Microsoft quietly removed the ability to make your Windows 8 laptop a WiFi hotspot for mobile devices. You can still do it though, here’s how using Virtual Router Plus.

Recently we took a look at how to share your WiFi signal from your Windows 7 PC. In Windows 8 though, Microsoft has quietly removed this handy networking feature. To share your WiFi from a Windows 8 laptop, you’ll need a third-party utility. Here’s a look at using the free utility Virtual Router.

According to Microsoft:

Ad hoc networks — You can’t create an ad hoc network in Windows 8 and Windows RT, but you can connect to an ad hoc network if one is in range (unless your PC is running Windows RT). There are third-party tools for creating ad hoc networks, if you need to do this.

Simply put, you can connect your Windows 8 system to an ad hoc WiFi network, but the ability to create one is no longer available.

Make Windows 8 Laptop WiFi Hotspot

First download  Virtual Router Plus which is a free and Open Source utility. No installation is necessary, and you can run it from a USB flash drive. Type in a name for the hotspot, password, and select the connection you want to share. Then click Start Virtual Router Plus.

Virtual Router Plus

In a few seconds, you’ll see that Virtual Router has started up and is ready for wireless devices to connect to it.

Windows 8 Virtual Router Running

Here I’m connecting my Nexus 7 tablet to the shared hotspot that I just created.

Connect Nexus 7

Now you’ll be able to browse the Internet on your mobile device using your Windows 8 laptop as the WiFi hotspot.


Virtual Router Plus works on Windows 7 too. I’ve found it easier to use than creating an ad hoc hotspot in Windows 7 with its built-in network tools.

virtual Router Windows 7

Update: Make sure you download the version of Virtual Router Plus from Codeplex.


I mistakenly had the link to the Cnet version: Virtual Router Plus Star 3.0.9 <– this one tries to sneak in crazy amounts of crapware, and change your default search engine. You don’t want to deal with that.




  1. PCJinx

    You should mention that the download link above is a nightmare of spamware installers.

  2. Brian Burgess

    @PCJinx: I had the wrong link in the article. There’s actually two versions, the one you download from Cnet does try to sneak in Crapware for sure. We definitely don’t endorse that at all.

    I updated the post and included the correct link to the version from CodePlex which contains NO crapware.

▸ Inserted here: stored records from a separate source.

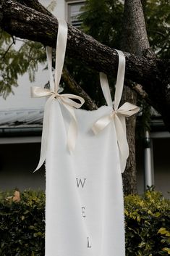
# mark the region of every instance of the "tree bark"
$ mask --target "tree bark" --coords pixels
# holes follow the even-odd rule
[[[31,1],[36,2],[36,0]],[[29,5],[28,1],[25,2]],[[24,6],[17,0],[0,0],[0,26],[13,36],[56,46],[57,20],[52,15],[50,17]],[[98,71],[116,75],[116,51],[71,25],[69,25],[67,54]],[[126,78],[143,85],[152,105],[162,115],[170,131],[170,60],[150,57],[148,54],[145,57],[127,52],[124,55]]]

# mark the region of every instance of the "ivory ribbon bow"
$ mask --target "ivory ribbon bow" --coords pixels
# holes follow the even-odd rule
[[[51,48],[47,46],[46,54],[48,68],[50,75],[51,88],[45,89],[36,86],[31,88],[32,97],[49,97],[46,101],[44,109],[41,157],[38,167],[36,168],[35,171],[36,171],[41,168],[46,157],[48,139],[49,133],[49,115],[51,104],[53,100],[59,100],[59,102],[66,107],[66,109],[69,111],[69,114],[71,115],[72,120],[67,132],[67,146],[70,152],[72,152],[75,147],[76,138],[77,134],[77,123],[74,107],[80,108],[85,102],[84,99],[79,96],[69,94],[59,94],[58,93],[59,85],[61,77],[62,69],[64,65],[67,39],[67,25],[66,22],[60,20],[59,20],[58,22],[59,28],[56,42],[55,82],[54,80],[52,74],[52,50]],[[77,99],[80,101],[80,103],[77,103],[73,99]]]
[[[98,120],[93,125],[92,130],[96,135],[100,131],[103,130],[109,123],[111,123],[111,122],[114,121],[119,151],[121,171],[123,173],[126,167],[127,159],[129,156],[129,146],[127,141],[125,117],[130,117],[131,115],[137,113],[140,108],[129,102],[124,103],[119,108],[124,84],[125,57],[122,51],[117,51],[119,54],[119,61],[114,96],[114,108],[110,114]],[[112,107],[113,104],[106,75],[102,73],[100,73],[100,80],[106,102],[109,106]]]

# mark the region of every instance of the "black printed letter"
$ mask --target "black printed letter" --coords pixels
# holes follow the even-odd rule
[[[79,181],[78,181],[78,178],[77,178],[76,181],[77,181],[77,187],[79,188],[80,184],[81,184],[82,187],[83,188],[84,186],[85,186],[85,183],[86,178],[84,178],[84,181],[83,182],[82,181],[81,178],[80,178]]]

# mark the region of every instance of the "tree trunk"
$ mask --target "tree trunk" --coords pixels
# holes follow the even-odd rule
[[[149,51],[143,6],[140,0],[125,0],[124,12],[122,49],[139,57]],[[154,57],[154,55],[152,56]],[[137,104],[137,94],[129,88],[124,90],[123,101]],[[137,193],[137,170],[135,158],[136,117],[127,119],[127,135],[129,156],[123,175],[124,194]]]

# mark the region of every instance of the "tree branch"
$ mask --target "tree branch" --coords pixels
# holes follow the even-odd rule
[[[10,34],[56,47],[58,22],[54,17],[42,14],[14,0],[0,0],[1,17],[0,26]],[[98,71],[116,75],[116,51],[77,28],[68,27],[67,54]],[[153,106],[163,115],[170,130],[170,88],[167,86],[169,61],[139,57],[127,52],[124,55],[126,78],[143,85]]]
[[[85,105],[89,110],[95,110],[98,109],[98,106],[89,95],[81,88],[81,86],[76,83],[66,67],[64,67],[63,69],[62,78],[72,93],[78,94],[81,97],[85,99]]]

    I put the link in the article twice to make sure, and took shots to show the difference. And for extra measure, make sure you download this version from CodePlex:

    Thanks for pointing that out PCJinx!

  3. Jake

    Yet another excellent tutorial…thanks again! I’m glad I found your site at exactly the moment I did since I am a new Surface RT user and I have recently moved to a location without any Internet, thus I’m using a USB 3G modem that is not compatible with the Surface RT but works well with my Laptop.

    This information solved my problem in a sec!